Not that I haven't enjoyed the tour because I really have and not that I won't give the last shows my all - quite the opposite I am going to savour them, as I am really going to miss this extraordinary and complex show which is actually a joy to do because there is so much to think about and so many possibilities of doing things differently and finding new hidden joys within it.
But I feel excited to be almost free from it, even if I am going to be pretty busy on other stuff once I am done.
At the moment the whole word feels a little bit like a crying baby that has taken some time to get used to me, but is now reconsidering its position and deciding it's going to laugh at me after all, despite its initial skepticism. But nothing is certain and no doubt it will continue to occasionally petulantly and needlessly hand me back my ticket to register its disapproval of some unmentioned slight. And there's every chance that like the little boy in the hotel in Cornwall, this time next year the world might be looking through me again as if I never existed.

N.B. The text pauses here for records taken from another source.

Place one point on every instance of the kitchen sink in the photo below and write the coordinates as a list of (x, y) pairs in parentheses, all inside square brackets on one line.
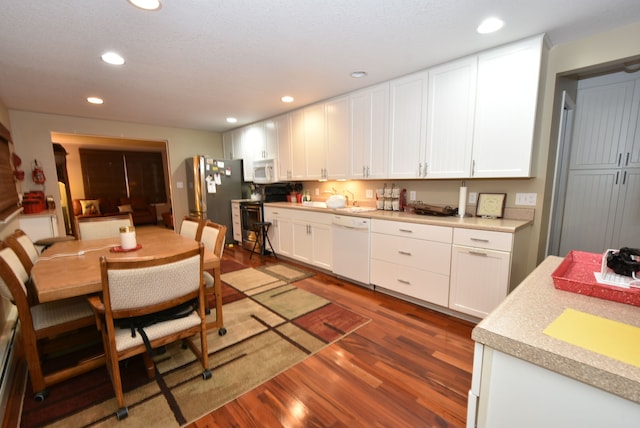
[(314, 204), (356, 209)]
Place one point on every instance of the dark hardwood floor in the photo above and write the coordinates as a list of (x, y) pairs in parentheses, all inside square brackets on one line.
[(409, 367)]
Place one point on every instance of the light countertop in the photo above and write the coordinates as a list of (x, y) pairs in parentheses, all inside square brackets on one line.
[(516, 328), (498, 225)]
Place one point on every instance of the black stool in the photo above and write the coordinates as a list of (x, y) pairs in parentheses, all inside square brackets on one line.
[(261, 230)]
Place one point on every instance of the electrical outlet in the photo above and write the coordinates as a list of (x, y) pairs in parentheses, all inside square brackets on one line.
[(528, 199)]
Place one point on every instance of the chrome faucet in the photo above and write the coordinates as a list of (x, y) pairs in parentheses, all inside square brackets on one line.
[(353, 198)]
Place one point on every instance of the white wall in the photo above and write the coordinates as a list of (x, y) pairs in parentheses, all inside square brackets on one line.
[(31, 133)]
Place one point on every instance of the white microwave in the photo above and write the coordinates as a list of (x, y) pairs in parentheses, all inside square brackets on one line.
[(264, 171)]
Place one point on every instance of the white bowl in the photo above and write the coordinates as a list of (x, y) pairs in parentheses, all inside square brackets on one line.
[(336, 201)]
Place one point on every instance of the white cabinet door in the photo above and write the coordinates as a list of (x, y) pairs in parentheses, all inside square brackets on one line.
[(479, 280), (450, 115), (408, 120), (298, 147), (236, 221), (506, 101), (315, 141), (322, 245), (302, 241), (337, 139), (283, 126), (227, 145), (270, 149), (369, 142)]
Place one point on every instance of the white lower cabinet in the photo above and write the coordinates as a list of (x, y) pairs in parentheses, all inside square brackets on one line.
[(236, 222), (411, 259), (480, 269), (303, 236)]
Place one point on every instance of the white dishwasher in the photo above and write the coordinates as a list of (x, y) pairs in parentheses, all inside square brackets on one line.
[(351, 245)]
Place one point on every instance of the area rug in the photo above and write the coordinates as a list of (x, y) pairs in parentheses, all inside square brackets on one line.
[(271, 326)]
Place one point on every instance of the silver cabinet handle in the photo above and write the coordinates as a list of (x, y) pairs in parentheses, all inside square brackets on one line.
[(477, 253)]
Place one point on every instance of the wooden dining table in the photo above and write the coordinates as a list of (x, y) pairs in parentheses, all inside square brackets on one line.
[(72, 268)]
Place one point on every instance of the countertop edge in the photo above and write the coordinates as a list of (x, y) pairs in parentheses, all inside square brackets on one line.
[(503, 331), (497, 225)]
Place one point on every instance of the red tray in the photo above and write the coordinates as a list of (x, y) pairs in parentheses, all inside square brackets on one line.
[(119, 249), (576, 274)]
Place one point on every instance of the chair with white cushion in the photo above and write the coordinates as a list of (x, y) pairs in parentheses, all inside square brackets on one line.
[(102, 227), (132, 289), (41, 324), (213, 237), (24, 248), (191, 227)]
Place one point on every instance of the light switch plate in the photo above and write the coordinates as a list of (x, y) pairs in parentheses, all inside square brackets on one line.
[(528, 199)]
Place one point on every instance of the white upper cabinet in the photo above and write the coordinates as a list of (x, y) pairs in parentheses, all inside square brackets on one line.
[(506, 102), (283, 129), (450, 113), (315, 141), (337, 153), (407, 125), (369, 140), (298, 147)]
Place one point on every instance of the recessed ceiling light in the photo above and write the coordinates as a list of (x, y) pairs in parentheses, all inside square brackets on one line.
[(146, 4), (490, 25), (112, 58)]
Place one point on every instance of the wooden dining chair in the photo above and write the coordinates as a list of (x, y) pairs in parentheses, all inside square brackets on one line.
[(213, 237), (191, 227), (42, 324), (103, 226), (136, 290)]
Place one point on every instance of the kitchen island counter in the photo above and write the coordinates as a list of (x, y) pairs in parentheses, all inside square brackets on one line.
[(516, 328)]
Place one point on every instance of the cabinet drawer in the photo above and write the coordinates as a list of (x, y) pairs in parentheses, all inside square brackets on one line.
[(417, 253), (417, 283), (413, 230), (500, 241)]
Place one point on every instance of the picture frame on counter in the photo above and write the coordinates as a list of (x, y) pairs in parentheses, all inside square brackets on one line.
[(491, 205)]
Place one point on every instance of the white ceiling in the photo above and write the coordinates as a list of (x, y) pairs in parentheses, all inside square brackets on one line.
[(195, 62)]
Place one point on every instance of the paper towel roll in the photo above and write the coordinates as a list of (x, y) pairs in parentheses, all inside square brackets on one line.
[(462, 201)]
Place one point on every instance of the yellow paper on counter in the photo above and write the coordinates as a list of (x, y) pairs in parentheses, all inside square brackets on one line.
[(613, 339)]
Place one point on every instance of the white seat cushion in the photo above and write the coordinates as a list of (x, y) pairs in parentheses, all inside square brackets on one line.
[(165, 328), (54, 313), (208, 279)]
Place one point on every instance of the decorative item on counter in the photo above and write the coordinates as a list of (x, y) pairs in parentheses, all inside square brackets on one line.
[(38, 173), (128, 238), (18, 174), (491, 205), (462, 200)]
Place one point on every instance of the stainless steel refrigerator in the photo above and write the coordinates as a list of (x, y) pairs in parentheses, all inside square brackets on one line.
[(211, 185)]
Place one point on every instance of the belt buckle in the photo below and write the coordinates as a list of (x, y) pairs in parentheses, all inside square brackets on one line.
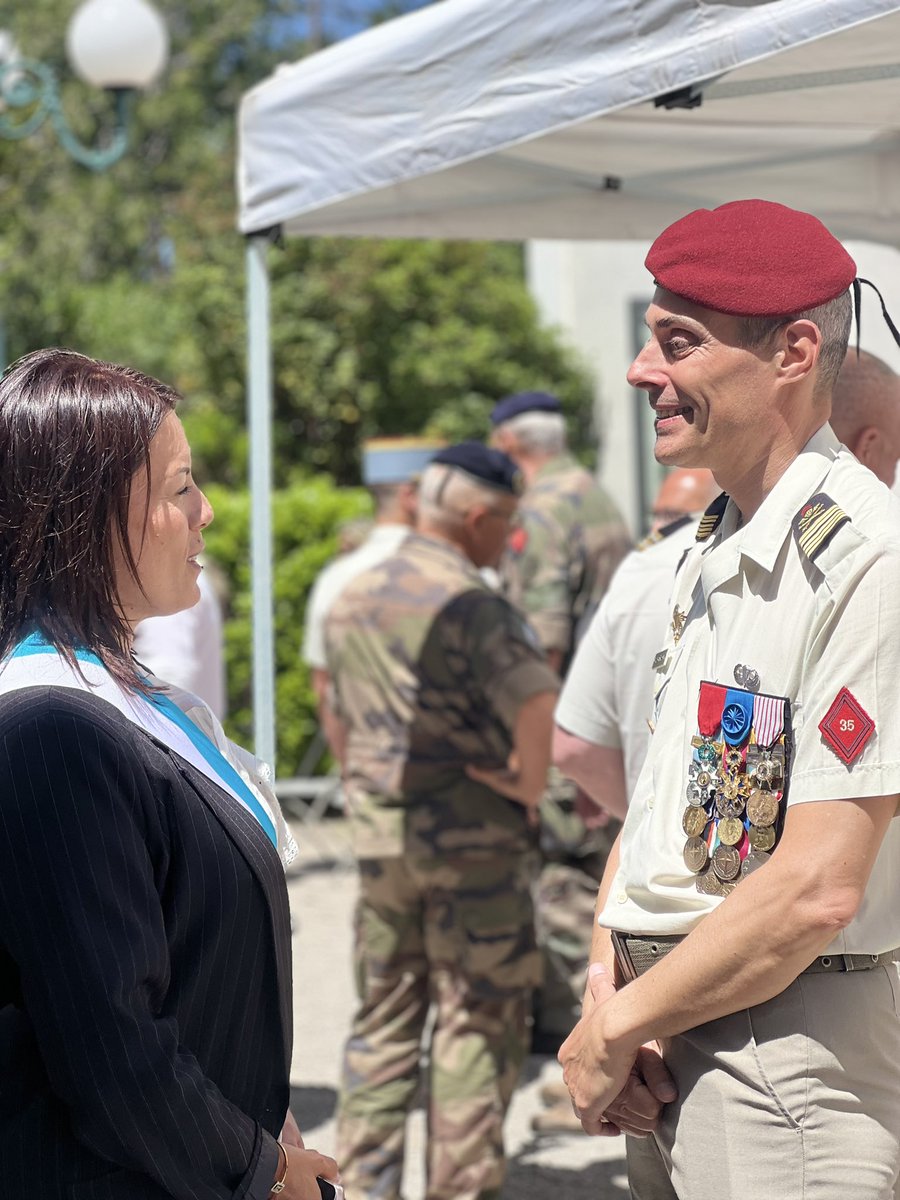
[(623, 957)]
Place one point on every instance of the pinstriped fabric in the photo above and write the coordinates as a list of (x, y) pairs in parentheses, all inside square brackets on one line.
[(144, 967)]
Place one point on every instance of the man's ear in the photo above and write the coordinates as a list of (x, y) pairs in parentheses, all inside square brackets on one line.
[(801, 347)]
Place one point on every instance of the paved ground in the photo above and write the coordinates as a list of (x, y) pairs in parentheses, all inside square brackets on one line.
[(568, 1167)]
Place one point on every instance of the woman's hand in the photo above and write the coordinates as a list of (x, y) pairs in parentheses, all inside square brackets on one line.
[(291, 1133), (303, 1168)]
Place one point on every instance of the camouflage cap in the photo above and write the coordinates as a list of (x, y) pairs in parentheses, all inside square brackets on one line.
[(491, 468)]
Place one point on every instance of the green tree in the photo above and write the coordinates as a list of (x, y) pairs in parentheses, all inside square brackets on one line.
[(143, 264)]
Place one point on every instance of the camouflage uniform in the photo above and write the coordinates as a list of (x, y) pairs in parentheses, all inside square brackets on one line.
[(559, 561), (557, 567), (430, 669)]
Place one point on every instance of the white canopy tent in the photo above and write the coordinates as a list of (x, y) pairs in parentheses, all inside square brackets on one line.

But I think part of the reason I am excited to be going home is that on this tour I have acknowledged to myself that most of the roadblocks in my career have been put there by myself. I have been presented with opportunities and shied away from them or messed them up, partly because I feared the failure or rejection more than I wanted the success. Now I think I am ready to hanker down a bit and get on with doing some writing and not feel so personally affronted if executives or publishers or audiences turn them down. I have not had the best of luck in some ways, though in other senses I have been blessed beyond belief and from now on I am going to try and make my own luck and just get on with my job.
A show like Hitler Moustache does not come along every year and I think it is my personal favourite thing that I have ever done (even above Christ on a Bike which I have always held in the highest esteem before). But I want to write more TV stuff and I want to write more books and I want to write more shows and it feels like, after the reviews and audience reaction and ticket sales of this year that I may have found myself in a position to do so.
I am determined this ridiculous persistence is going to pay off. And if it doesn't pay off, I am going to fucking well just keep on trying. And at the very least after I am gone, perhaps the phrase, "the persistence of a herring" will enter the English language. Please feel free to use it - without explanation would be best.
We went home and watched an extraordinary show called "Man V Food" in which a man took on ludicrous eating challenges. It should have been obscene to see people trying to eat a pizza big enough to feed 60 people and then throwing up (and indeed it was) but it was also fascinating and darkly amusing and hypnotically entertaining. I wondered how anyone in the Third World would react if they were shown this and saw such gluttony - in fact I would assume Al Qaeda use this as a recruiting film to show the decadence of the Western world. But the host was so disarming and weirdly charming and hopeful (and you also fear that he might actually kill himself) that there was something mesmerising about it. I tweeted Charlie Brooker to tell him this would make a great subject for his "You Have Been Watching", but of course Charlie Brooker was way ahead of me
and had already dissected the sucked-clean bones of the show better than I ever could. Do give it a look if you can. It's all of humanity's beauty and ugliness in one place. And could be used in a galactic court both as evidence why the human race should be destroyed and why they should be spared.
I felt sick.
And I wanted to have a go at eating the pizza.